Perché fotografiamo strutture ormai in disuso, che combattono con la vegetazione, con la ruggine, con i rifiuti?
Perché li guardiamo come monumenti, come cattedrali, perché ne apprezziamo ora lo stile architettonico?
Sarà forse per l’assenza dell’uomo?
Sarà forse per il fermarsi del tempo?
Forse sarà per un bisogno di ricollocare noi stessi in uno spazio-tempo diverso.
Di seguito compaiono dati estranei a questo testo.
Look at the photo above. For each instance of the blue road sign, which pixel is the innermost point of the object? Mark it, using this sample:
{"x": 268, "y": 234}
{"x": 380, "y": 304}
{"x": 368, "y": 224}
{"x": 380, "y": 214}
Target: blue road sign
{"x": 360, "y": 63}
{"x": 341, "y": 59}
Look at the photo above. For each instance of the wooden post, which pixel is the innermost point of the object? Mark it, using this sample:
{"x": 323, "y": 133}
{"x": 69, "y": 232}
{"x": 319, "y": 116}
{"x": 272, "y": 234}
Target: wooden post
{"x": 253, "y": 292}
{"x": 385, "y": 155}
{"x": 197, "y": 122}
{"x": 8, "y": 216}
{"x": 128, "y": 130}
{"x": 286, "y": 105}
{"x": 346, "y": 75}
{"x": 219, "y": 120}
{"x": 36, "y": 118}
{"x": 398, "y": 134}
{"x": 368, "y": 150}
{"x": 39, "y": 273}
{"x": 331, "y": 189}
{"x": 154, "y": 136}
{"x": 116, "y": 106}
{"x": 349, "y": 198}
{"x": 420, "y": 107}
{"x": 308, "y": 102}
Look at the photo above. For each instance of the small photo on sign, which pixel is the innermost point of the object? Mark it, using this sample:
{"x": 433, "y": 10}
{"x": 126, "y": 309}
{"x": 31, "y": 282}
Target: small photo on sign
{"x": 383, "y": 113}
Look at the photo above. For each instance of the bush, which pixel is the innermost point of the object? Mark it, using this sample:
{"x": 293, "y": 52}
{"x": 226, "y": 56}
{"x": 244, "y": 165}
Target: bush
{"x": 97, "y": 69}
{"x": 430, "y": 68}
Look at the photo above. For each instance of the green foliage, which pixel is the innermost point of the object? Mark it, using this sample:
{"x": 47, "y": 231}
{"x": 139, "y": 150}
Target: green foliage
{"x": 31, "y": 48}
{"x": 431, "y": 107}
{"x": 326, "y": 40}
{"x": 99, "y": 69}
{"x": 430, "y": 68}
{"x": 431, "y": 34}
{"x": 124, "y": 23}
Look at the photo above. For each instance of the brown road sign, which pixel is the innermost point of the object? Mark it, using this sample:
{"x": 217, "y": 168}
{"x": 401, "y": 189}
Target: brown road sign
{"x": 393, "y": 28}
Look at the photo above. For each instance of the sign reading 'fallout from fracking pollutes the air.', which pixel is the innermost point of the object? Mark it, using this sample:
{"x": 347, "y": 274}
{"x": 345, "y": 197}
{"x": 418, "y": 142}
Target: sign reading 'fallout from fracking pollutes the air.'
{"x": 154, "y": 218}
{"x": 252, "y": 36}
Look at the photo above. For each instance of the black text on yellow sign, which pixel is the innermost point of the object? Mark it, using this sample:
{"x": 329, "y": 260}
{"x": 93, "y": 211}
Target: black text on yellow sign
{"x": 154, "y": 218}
Dove tutto ci ridimensiona o meglio ridimensiona il nostro ruolo nella società.
Se le nostre grandi opere, un tempo così “operose”, periscono, la consapevolezza della nostra umanità rinasce prepotente.
La fotografia cosiddetta di Archeologia Industriale, rimanda continuamente il rapporto tra le nostre idee e le opere che produciamo, il nostro pensiero e le nostre azioni.
Fotografiamo quasi sempre strutture che sono state utili, produttive, perché sono quelle che spesso muoiono e non sopravvivono a quelle che sono state fatte per il gusto o il capriccio dell’uomo.
L’archeologia industriale ci accomuna in un destino di cambiamento ma diventa per molti di noi un momento catartico, un momento in cui prendiamo consapevolezza sia della nostra caducità che della nostra capacità di sopravvivenza.